Toutes les entreprises d’au moins 11 salariés devront être dotées d’un comité social et économique d’ici 2020.

Afin de simplifier le dialogue social au sein des entreprises, le gouvernement a rénové les institutions représentatives du personnel. Ainsi, une nouvelle instance unique, baptisée « conseil social et économique » (CSE), a été créée pour remplacer les institutions existantes, à savoir les délégués du personnel, le comité d’entreprise et le comité d’hygiène, de sécurité et des conditions de travail. Mais à quel moment cette substitution doit-elle prendre effet dans votre entreprise ?

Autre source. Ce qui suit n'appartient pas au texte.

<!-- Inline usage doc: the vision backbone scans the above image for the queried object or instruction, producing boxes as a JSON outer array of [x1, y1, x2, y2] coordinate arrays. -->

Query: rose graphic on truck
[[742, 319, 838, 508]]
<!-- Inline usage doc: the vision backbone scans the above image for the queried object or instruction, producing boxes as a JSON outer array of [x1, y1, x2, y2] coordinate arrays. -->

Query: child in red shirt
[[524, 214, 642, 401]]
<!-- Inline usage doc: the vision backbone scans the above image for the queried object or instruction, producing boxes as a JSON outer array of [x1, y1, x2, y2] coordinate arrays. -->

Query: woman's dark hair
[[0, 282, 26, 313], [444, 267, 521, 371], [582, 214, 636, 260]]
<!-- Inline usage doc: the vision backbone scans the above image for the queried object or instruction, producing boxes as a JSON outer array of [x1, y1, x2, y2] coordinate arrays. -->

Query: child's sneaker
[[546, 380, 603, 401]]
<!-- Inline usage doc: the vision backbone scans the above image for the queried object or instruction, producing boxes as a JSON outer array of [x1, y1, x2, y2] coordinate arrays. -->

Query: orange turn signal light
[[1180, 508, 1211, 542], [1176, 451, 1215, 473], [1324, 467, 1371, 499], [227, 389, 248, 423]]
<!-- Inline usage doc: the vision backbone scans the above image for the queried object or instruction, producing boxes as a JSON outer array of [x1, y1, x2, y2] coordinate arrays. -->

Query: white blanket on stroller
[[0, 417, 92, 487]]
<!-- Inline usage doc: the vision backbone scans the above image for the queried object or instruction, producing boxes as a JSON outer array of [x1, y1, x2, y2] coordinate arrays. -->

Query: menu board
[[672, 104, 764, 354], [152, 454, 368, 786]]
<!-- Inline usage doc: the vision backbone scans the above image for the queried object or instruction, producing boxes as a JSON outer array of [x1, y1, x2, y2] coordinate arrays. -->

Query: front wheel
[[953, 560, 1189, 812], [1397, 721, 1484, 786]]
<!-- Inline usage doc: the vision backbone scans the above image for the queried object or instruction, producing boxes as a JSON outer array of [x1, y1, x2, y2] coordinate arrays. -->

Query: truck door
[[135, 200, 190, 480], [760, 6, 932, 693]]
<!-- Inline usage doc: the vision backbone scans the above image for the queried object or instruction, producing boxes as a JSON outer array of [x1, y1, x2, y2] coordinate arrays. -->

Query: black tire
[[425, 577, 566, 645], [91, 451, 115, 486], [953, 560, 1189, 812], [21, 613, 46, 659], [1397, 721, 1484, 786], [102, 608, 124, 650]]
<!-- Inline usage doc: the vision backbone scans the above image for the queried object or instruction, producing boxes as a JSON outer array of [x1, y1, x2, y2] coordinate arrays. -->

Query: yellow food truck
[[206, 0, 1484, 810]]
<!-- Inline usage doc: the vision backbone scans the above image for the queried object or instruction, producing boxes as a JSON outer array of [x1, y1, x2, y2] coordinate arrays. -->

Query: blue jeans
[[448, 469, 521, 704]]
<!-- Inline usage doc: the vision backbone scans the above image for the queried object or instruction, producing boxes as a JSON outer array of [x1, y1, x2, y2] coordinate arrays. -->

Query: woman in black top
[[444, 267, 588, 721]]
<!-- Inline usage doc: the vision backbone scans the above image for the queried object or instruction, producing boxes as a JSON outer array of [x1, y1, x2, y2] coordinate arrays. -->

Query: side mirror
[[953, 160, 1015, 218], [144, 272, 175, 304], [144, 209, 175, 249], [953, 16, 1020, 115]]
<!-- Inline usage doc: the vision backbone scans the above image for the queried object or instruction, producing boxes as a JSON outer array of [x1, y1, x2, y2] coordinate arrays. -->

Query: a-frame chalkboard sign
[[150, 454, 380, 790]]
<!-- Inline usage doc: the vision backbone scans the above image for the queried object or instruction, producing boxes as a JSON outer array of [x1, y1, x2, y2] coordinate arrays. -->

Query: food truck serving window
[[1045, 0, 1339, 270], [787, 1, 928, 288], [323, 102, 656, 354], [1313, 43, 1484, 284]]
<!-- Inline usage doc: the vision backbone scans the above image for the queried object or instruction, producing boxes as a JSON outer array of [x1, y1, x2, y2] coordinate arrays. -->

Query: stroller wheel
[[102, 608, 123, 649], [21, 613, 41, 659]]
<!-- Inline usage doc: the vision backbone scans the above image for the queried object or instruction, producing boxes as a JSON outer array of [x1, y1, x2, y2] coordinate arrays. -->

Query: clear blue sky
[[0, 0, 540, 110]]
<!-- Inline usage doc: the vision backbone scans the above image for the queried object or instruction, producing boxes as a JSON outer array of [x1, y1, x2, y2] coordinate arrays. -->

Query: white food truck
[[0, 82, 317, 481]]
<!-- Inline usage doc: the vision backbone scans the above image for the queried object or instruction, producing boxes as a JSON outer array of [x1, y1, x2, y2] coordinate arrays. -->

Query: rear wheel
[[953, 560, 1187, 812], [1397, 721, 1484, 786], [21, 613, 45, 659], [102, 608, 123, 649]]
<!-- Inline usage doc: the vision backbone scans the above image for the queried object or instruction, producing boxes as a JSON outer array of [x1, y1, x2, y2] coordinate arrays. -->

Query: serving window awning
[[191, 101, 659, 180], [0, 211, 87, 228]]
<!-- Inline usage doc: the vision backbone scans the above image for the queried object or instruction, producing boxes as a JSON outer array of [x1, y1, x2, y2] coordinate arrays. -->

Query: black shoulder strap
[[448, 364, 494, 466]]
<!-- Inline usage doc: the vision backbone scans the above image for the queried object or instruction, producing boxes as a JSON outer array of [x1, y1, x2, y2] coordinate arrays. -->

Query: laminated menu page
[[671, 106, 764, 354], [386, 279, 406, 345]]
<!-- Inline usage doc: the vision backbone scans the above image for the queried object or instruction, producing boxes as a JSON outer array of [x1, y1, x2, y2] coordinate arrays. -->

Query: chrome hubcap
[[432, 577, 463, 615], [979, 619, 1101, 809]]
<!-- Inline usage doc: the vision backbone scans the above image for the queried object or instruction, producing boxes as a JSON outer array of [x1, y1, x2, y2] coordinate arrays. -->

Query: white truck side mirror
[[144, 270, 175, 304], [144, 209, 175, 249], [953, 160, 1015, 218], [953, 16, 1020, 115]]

1er cas : votre entreprise ne dispose pas de représentants du personnel

Si votre entreprise est dépourvue de représentants du personnel mais qu’elle compte au moins 11 salariés depuis 12 mois consécutifs, vous devez vous doter d’un CSE sans attendre.

2ème cas : votre entreprise dispose déjà de représentants du personnel

Si des représentants du personnel sont déjà en place dans votre entreprise, vous pouvez attendre la fin de leur mandat pour instaurer un conseil social et économique. Par contre si ce mandat s’achève après le 31 décembre 2019, un CSE devra tout de même être mis en place au plus tard le 1er janvier 2020, le mandat des représentants du personnel prendra donc fin de manière anticipée. Mais vous pouvez décider d’anticiper sa mise en place, en signant un accord collectif ou après avoir consulté votre comité d’entreprise ou, à défaut, vos délégués du personnel.